Eric Florenzano’s Blog

It's Caches All the Way Down

Nov 08, 2008

A few years back a non-technical person asked me to explain what, exactly, the operating system did. I first started out by speaking in broad generalities, saying that it takes care of the basic needs of the computer and that it helps one thing talk to another. But that answer wasn't good enough. This person wanted me to go into more detail. What happens when I'm in the calculator application and I type 1+1 and hit enter? What things need to happen?

That really tripped me up. It's hard to even know where to start when someone who's curious like that asks a relatively innocent question like that. So I decided to just start from the basics. "A processor has these things called registers", I said. "And they store a tiny little amount of information, which they can do things with, like add and subtract." That seemed to basically satisfy them, but not me.

I made sure to say that, "You can't just keep everything in registers, because there are only a few of those. So you have to keep some data stored in this place with more space for data but it's slower." To which they responded, "Oh, so is that why when I add more RAM my computer gets faster?" "No," I said, "this is all still on the processor." "OK, so what's RAM then and why is it supposed to help?" they asked. "Because we can't store everything on the processor itself, because there's not enough space for data, so we have to store it in this place with much more space for data, but which is slower."

At this point I realized how redundant this conversation was going to get. It's the same thing for the hard drive, and (if you're old-school) tape drive or (if you're new-school) the internet. At the same point that person seemed to get bored--that moment of curiosity had passed. Computers just do their thing and we really didn't have to do anything special for all of that data movement to take place.

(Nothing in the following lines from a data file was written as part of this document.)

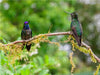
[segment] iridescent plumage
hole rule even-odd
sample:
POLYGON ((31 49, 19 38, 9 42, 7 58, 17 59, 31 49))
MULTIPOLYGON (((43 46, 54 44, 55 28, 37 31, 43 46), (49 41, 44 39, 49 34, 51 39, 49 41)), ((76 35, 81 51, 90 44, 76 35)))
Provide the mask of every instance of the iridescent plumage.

That's what struck me. When you come down to it, computers are just a waterfall of different caches, with systems that determine what piece of data goes where and when. For the most part, in user space, we don't care about much of that either. When writing a web application or even a desktop application, we don't much care whether a bit is in the register, the L1 or L2 cache, RAM, or if it's being swapped to disk. We just care that whatever system is managing that data, it's doing the best it can to make our application fast.

But then another thing struck me. Most web developers DO have to worry about the cache. We do it every day. Whether you're using memcached or velocity or some other caching system, everyone's manually moving data from the database to a cache layer, and back again. Sometimes we do clever things to make sure this cached data is correct, but sometimes we do some braindead things. We certainly manage the cache keys ourselves and we come up with systems again and again to do the same thing.

Does this strike anyone else as inconsistent? For practically every cache layer down the chain, a system (whose algorithms are usually the result of years and years of work and testing) automatically determines how to best utilize that cache, yet we do not yet have a good system for doing that with databases. Why do you think that is? Is it truly one of the two hard problems of computer science? Is it impossible to do this automatically? I honestly don't have the answers, but I'm interested if you do.